Second, the transition to and attainment of secondary or higher education, or lifelong learning is also more difficult for women and other disadvantaged groups. Without this, opportunities to access related vocational skills development and employment in the ICT sector become very limited, if not impossible.
Flexible learning programs allow women and other disadvantaged groups to improve their skills at their convenience. One of the key features in the changing nature of work is traditional education and training systems are evolving towards lifelong learning.
In the Shamerto project in Bangladesh, Helvetas facilitates the skills, employability, and income of workers and entrepreneurs of small, micro, and cottage agro-food processing enterprises. This is done by using a transparent system to identify disadvantaged people which is also easy to manage and can generate reliable, real-time, disaggregated, and inclusive data.
Most jobs will require specific skills (e.g. a combination of technological know-how, problem-solving, and critical thinking as well as soft skills). Helvetas together with Partners Albania works in the RisiAlbania project to address such a challenge through distant and affordable skills development courses.

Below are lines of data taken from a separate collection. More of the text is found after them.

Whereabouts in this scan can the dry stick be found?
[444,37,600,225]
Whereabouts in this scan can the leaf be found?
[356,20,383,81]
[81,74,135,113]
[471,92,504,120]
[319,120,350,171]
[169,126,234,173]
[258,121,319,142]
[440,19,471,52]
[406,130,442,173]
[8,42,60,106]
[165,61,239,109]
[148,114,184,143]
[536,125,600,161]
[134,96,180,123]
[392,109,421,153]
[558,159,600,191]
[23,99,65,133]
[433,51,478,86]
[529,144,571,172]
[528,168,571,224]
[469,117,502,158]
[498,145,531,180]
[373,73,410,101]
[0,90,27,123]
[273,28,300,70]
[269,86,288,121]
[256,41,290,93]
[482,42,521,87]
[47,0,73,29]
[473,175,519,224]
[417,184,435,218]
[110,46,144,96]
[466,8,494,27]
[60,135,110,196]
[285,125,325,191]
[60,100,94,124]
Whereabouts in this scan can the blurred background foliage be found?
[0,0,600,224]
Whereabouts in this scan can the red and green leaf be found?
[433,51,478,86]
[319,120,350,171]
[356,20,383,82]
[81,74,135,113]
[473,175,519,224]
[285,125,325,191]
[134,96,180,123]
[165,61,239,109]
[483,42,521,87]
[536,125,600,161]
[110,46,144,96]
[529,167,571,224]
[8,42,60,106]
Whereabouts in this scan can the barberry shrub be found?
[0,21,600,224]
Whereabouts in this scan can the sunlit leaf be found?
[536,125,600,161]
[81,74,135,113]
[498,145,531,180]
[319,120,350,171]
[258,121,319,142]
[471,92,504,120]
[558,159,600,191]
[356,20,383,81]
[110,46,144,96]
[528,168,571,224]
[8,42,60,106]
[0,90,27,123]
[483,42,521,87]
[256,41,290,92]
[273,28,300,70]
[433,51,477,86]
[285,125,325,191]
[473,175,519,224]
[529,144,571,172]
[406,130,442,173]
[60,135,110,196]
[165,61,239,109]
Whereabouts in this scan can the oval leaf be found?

Digital transformation as human rights
Digitalization can support awareness of rights and strengthen exercising one’s rights related to access to information, cultural and political participation. However, this depends on how women and other disadvantaged groups (and their families and communities) are supported in knowledge, skills, and practices to exercise these rights responsibly and safely.
In Tajikistan, Helvetas supports the empowerment of the vulnerable members of society to have access to the legal aid system. Social activists collect information on the types of cases that are typically dealt with at the Legal Aid Clinics, such as alimony, property rights, and domestic violence. By using tablets, it has become much easier and more cost-efficient for social activists to collect and analyze the data. This has provided sound evidence on what are the pressing social and legal issues faced by communities.
A critical consideration is being mindful to not fall victim to or contribute to ‘fake’ information/ news, be respectful of diversity in culture and opinion, freedom of choice, and representation among others.
The Property Tax Reform Program (MED) initiative in Serbia makes it easier – 24/7, no matter where people are – and more transparent for citizens and businesses by reducing “red tape” to pay property taxes online in one central place by using any credit card or any common online banking service. This has brought positive systemic impact through strong coordination effort considering the reform’s complexity (including the national and policy level).
Women’s access to, capacity to use, the right to benefit from an added value in ICT becomes in some cases a matter of life and death, even more so in an emergency or crises. The COVID-19 pandemic makes such a need more pressing.
Digitalization can enhance good governance, but can also infringe on people’s right to privacy, expression, and movement, especially in increasingly insecure times, where governments and authorities may impose certain restrictions or measures which increase supervision and control of populations.
With the COVID-19 lockdown, there is a risk of “normalization of intrusive digital surveillance,” cautions Sonya Sceats, Associate Fellow at Chatham House. This may lead to “restrictions on liberty for other reasons well into the future”.